Shafer, Glenn
Propagation of Belief Functions: A Distributed Approach
Shenoy, Prakash P., Shafer, Glenn, Mellouli, Khaled
In this paper, we describe a scheme for propagating belief functions in certain kinds of trees using only local computations. This scheme generalizes the computational scheme proposed by Shafer and Logan1 for diagnostic trees of the type studied by Gordon and Shortliffe, and the slightly more general scheme given by Shafer for hierarchical evidence. It also generalizes the scheme proposed by Pearl for Bayesian causal trees (see Shenoy and Shafer). Pearl's causal trees and Gordon and Shortliffe's diagnostic trees are both ways of breaking the evidence that bears on a large problem down into smaller items of evidence that bear on smaller parts of the problem so that these smaller problems can be dealt with one at a time. This localization of effort is often essential in order to make the process of probability judgment feasible, both for the person who is making probability judgments and for the machine that is combining them. The basic structure for our scheme is a type of tree that generalizes both Pearl's and Gordon and Shortliffe's trees. Trees of this general type permit localized computation in Pearl's sense. They are based on qualitative judgments of conditional independence. We believe that the scheme we describe here will prove useful in expert systems. It is now clear that the successful propagation of probabilities or certainty factors in expert systems requires much more structure than can be provided in a pure production-system framework.
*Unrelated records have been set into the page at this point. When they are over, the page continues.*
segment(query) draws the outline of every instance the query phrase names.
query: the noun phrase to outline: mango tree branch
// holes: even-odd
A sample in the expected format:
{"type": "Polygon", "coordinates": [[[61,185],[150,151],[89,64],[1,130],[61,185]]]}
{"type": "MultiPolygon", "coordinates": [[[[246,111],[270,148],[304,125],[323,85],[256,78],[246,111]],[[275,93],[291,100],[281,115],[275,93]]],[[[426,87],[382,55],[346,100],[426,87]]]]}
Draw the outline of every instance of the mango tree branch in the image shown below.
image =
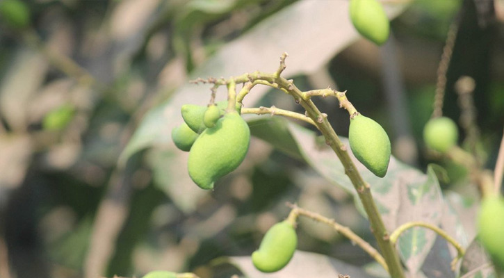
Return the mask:
{"type": "MultiPolygon", "coordinates": [[[[262,74],[260,75],[260,77],[264,79],[269,76],[266,76],[264,74],[262,74]]],[[[294,97],[295,101],[296,102],[299,101],[307,111],[307,116],[314,120],[318,130],[322,132],[322,134],[325,138],[325,141],[341,161],[341,163],[345,167],[345,173],[350,178],[357,192],[357,195],[368,215],[368,219],[371,226],[371,231],[375,235],[375,238],[382,252],[382,255],[389,266],[390,275],[394,278],[404,277],[404,272],[399,260],[399,256],[395,246],[389,240],[389,233],[385,229],[385,225],[383,223],[378,208],[373,199],[369,184],[364,181],[360,173],[357,171],[355,165],[346,151],[346,146],[339,140],[332,126],[327,121],[327,117],[323,116],[323,113],[318,111],[318,108],[311,100],[302,98],[302,92],[294,85],[291,81],[282,77],[278,77],[270,81],[277,83],[279,86],[288,90],[289,94],[294,97]]]]}
{"type": "Polygon", "coordinates": [[[227,112],[236,111],[236,83],[232,78],[227,83],[227,112]]]}
{"type": "Polygon", "coordinates": [[[292,208],[292,211],[291,211],[291,213],[288,215],[288,218],[287,219],[291,222],[293,222],[293,221],[295,222],[295,218],[297,218],[298,215],[302,215],[315,221],[331,226],[334,230],[336,230],[336,231],[341,234],[343,236],[352,240],[352,243],[357,244],[359,247],[368,253],[369,256],[373,257],[375,261],[380,263],[383,268],[384,268],[387,271],[389,271],[389,268],[387,265],[385,259],[383,259],[378,251],[373,248],[373,246],[368,243],[367,241],[355,234],[355,233],[354,233],[348,227],[344,227],[334,220],[325,218],[318,213],[301,208],[295,204],[287,204],[287,206],[292,208]]]}
{"type": "Polygon", "coordinates": [[[291,117],[293,119],[300,120],[303,122],[306,122],[310,124],[313,124],[314,126],[316,125],[315,123],[314,122],[313,120],[310,119],[309,117],[308,117],[302,114],[289,111],[287,110],[277,108],[275,106],[273,106],[270,108],[264,107],[264,106],[261,106],[259,108],[241,108],[241,113],[242,114],[257,114],[257,115],[270,114],[272,116],[274,115],[279,115],[281,116],[285,116],[285,117],[291,117]]]}
{"type": "MultiPolygon", "coordinates": [[[[282,56],[283,57],[283,56],[282,56]]],[[[397,251],[394,245],[393,245],[389,238],[389,233],[385,229],[385,226],[382,220],[378,208],[376,206],[369,184],[368,184],[362,178],[360,173],[357,171],[355,165],[352,158],[347,152],[347,147],[343,144],[338,136],[334,132],[332,126],[327,119],[327,115],[322,113],[315,104],[309,99],[309,97],[303,98],[303,92],[294,85],[292,81],[287,80],[279,76],[277,73],[268,74],[261,72],[254,72],[252,74],[244,74],[240,76],[234,76],[234,81],[237,83],[254,82],[256,80],[263,80],[270,83],[276,83],[282,90],[288,92],[293,98],[297,104],[301,104],[307,113],[307,116],[309,117],[315,123],[316,126],[320,131],[325,138],[325,141],[329,145],[339,160],[341,161],[344,168],[345,173],[350,178],[357,193],[361,202],[363,204],[364,210],[368,215],[371,231],[375,235],[375,238],[377,242],[378,246],[382,252],[382,256],[389,267],[389,272],[390,275],[394,278],[403,278],[404,272],[399,260],[397,251]]],[[[197,82],[198,81],[197,81],[197,82]]],[[[206,81],[213,83],[226,84],[227,81],[223,79],[211,79],[199,81],[206,81]]],[[[341,99],[344,100],[346,96],[341,96],[341,99]]],[[[348,100],[348,99],[347,99],[348,100]]],[[[349,103],[349,101],[348,101],[349,103]]],[[[345,101],[341,102],[341,105],[345,107],[345,101]]],[[[348,106],[351,107],[351,106],[348,106]]],[[[352,115],[353,113],[350,108],[349,113],[352,115]]]]}
{"type": "Polygon", "coordinates": [[[455,267],[455,265],[457,263],[457,261],[458,261],[459,259],[464,256],[464,254],[466,253],[466,251],[464,250],[464,247],[462,247],[462,245],[460,243],[459,243],[459,242],[457,241],[457,240],[455,240],[455,238],[450,236],[450,235],[446,234],[446,232],[444,231],[443,229],[441,229],[441,228],[439,228],[437,226],[432,225],[432,224],[426,223],[424,222],[420,222],[420,221],[409,222],[405,223],[405,224],[399,226],[397,229],[396,229],[396,231],[394,231],[392,233],[392,234],[390,235],[390,241],[393,244],[396,244],[397,240],[399,239],[399,236],[400,236],[401,234],[404,233],[407,229],[411,229],[414,227],[423,227],[424,228],[429,229],[436,232],[439,236],[442,236],[443,238],[446,239],[446,241],[448,241],[448,243],[450,243],[450,244],[453,245],[453,247],[457,250],[457,252],[458,253],[458,255],[457,256],[457,257],[455,257],[453,259],[453,261],[451,263],[452,268],[453,268],[455,267]]]}

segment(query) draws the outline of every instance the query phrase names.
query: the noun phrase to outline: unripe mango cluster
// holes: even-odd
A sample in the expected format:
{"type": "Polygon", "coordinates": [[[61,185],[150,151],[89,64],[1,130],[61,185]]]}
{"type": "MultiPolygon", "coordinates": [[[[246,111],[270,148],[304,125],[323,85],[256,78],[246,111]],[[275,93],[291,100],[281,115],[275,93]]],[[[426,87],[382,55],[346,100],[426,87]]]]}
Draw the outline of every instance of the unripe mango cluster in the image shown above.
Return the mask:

Bayesian schemes, on the other hand, often make unrealistic demands for structure. The propagation of belief functions in trees and more general networks stands on a middle ground where some sensible and useful things can be done. We would like to emphasize that the basic idea of local computation for propagating probabilities is due to Judea Pearl. It is a very innovative idea; we do not believe that it can be found in the Bayesian literature prior to Pearl's work. We see our contribution as extending the usefulness of Pearl's idea by generalizing it from Bayesian probabilities to belief functions. In the next section, we give a brief introduction to belief functions. The notions of qualitative independence for partitions and a qualitative Markov tree are introduced in Section III. Finally, in Section IV, we describe a scheme for propagating belief functions in qualitative Markov trees.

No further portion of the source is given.